A failing test (hypothetical)

If we changed the last test to a>0 ? [..][(a=1),..], it would fail: (a=1) is a fact side binding of a>0, not a falsehood. The expected falsehoods list asserts (a=1) is a falsehood, but the actual falsehoods side does not contain it.


The relationship to the three-valued model

Given a binding b of the free variables, the query result classifies b as follows:

  • b in actual facts ⇒ b is a fact
  • b in actual falsehoods ⇒ b is a falsehood
  • b in neither, both sides closed ⇒ impossible (would mean the reasoner asserts b is neither, but has certified completeness, yet b is a syntactically valid binding — treated as a programming error)
  • b in neither, at least one side open ⇒ b's status is unknown (the open side makes no claim)

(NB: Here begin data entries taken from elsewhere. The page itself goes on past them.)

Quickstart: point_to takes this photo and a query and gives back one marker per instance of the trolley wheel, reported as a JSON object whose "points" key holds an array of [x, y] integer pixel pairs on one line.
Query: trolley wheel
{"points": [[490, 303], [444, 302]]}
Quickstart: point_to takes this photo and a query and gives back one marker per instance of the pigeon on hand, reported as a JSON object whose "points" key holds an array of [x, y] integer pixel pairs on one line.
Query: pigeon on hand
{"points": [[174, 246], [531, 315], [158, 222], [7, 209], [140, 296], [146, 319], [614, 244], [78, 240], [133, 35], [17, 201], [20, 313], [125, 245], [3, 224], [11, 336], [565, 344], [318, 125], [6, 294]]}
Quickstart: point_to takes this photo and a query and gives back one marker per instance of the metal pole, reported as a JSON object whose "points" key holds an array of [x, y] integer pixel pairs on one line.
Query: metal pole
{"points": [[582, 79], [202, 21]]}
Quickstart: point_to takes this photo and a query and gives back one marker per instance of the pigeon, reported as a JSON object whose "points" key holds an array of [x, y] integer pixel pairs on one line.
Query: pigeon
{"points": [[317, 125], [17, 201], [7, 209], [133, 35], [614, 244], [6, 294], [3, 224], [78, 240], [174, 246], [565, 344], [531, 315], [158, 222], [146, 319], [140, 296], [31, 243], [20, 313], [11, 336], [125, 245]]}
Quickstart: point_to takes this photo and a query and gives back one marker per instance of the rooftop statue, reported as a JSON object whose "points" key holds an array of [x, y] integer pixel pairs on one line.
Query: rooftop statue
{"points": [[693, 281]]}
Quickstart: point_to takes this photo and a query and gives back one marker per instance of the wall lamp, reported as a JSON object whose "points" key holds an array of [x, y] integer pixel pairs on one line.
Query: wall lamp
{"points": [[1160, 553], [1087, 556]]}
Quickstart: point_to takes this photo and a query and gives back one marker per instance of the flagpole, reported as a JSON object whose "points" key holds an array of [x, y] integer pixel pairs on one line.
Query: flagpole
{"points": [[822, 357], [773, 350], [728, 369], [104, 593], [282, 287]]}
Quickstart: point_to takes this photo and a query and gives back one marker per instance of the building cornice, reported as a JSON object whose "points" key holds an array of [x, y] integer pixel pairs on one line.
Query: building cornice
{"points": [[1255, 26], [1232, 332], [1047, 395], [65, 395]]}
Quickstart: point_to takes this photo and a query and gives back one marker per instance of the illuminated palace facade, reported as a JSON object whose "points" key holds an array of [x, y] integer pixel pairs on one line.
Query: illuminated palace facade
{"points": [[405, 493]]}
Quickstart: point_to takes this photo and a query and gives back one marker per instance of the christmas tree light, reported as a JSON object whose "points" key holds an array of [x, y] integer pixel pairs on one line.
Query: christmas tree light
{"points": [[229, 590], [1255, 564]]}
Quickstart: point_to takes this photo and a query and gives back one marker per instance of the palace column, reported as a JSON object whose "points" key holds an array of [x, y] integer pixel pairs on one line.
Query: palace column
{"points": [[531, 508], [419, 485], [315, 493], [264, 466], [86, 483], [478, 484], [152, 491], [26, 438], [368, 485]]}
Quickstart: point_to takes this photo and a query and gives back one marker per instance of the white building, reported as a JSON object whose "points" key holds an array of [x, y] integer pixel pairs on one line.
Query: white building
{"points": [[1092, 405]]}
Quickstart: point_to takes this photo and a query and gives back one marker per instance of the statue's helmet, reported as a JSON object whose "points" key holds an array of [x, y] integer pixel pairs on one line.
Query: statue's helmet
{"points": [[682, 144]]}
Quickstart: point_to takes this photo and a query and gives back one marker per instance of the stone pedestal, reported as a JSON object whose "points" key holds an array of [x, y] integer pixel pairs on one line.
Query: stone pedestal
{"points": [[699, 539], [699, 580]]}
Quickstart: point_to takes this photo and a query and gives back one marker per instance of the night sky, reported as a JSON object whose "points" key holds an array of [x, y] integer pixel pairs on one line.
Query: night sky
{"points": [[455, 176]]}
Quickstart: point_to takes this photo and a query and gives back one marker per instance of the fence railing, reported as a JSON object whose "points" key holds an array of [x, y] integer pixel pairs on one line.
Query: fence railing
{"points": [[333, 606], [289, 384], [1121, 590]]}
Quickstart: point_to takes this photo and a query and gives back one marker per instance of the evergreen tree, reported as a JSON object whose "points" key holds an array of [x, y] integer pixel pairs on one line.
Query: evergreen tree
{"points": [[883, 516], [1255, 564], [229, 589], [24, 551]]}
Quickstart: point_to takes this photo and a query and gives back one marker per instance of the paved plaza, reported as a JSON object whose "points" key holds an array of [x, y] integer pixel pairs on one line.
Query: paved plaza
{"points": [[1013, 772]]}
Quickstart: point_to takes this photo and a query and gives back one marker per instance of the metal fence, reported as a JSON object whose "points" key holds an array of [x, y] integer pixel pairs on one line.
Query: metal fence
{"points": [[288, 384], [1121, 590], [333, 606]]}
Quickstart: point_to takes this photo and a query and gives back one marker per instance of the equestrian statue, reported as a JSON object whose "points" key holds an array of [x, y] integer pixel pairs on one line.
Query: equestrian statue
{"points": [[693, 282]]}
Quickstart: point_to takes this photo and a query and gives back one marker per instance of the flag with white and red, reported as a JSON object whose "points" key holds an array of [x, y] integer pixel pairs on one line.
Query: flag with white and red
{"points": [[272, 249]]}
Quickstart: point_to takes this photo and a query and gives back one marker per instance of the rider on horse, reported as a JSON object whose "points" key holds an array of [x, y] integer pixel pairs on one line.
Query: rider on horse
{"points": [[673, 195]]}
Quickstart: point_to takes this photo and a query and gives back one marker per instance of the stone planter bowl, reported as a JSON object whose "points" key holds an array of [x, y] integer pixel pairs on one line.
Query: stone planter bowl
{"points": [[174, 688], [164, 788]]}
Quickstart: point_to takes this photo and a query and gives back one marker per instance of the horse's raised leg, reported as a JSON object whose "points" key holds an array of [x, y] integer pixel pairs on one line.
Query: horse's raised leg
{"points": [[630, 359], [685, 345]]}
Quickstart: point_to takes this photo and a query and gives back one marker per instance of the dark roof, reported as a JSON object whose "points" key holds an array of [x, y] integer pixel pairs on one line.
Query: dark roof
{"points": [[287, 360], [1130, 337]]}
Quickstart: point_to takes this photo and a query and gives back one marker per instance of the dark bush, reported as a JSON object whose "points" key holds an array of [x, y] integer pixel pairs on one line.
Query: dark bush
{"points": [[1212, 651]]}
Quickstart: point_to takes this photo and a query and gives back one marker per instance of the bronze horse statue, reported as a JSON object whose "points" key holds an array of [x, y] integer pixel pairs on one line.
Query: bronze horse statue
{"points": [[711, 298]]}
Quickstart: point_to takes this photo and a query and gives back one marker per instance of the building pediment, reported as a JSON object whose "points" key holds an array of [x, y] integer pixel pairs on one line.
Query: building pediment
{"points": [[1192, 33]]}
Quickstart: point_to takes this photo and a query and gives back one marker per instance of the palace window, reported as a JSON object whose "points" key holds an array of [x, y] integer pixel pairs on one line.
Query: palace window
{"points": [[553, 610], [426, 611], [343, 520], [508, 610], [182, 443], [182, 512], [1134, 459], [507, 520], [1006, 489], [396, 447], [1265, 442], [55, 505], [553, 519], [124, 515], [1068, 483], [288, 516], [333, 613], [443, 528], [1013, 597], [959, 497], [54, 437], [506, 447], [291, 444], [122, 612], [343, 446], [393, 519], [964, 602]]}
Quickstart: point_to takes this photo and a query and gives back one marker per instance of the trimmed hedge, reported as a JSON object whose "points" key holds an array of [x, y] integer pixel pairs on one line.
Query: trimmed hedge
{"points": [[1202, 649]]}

See three-valued-logic.md for the semantic model behind this.


Bare queries

A query without expected brackets (E ?) does not pass or fail; it just prints its result. Bare queries are useful during development. A file of bare queries (like queryOnly.nl) runs and produces a transcript, which you can read, compare to your expectations, and then turn into tests by adding brackets.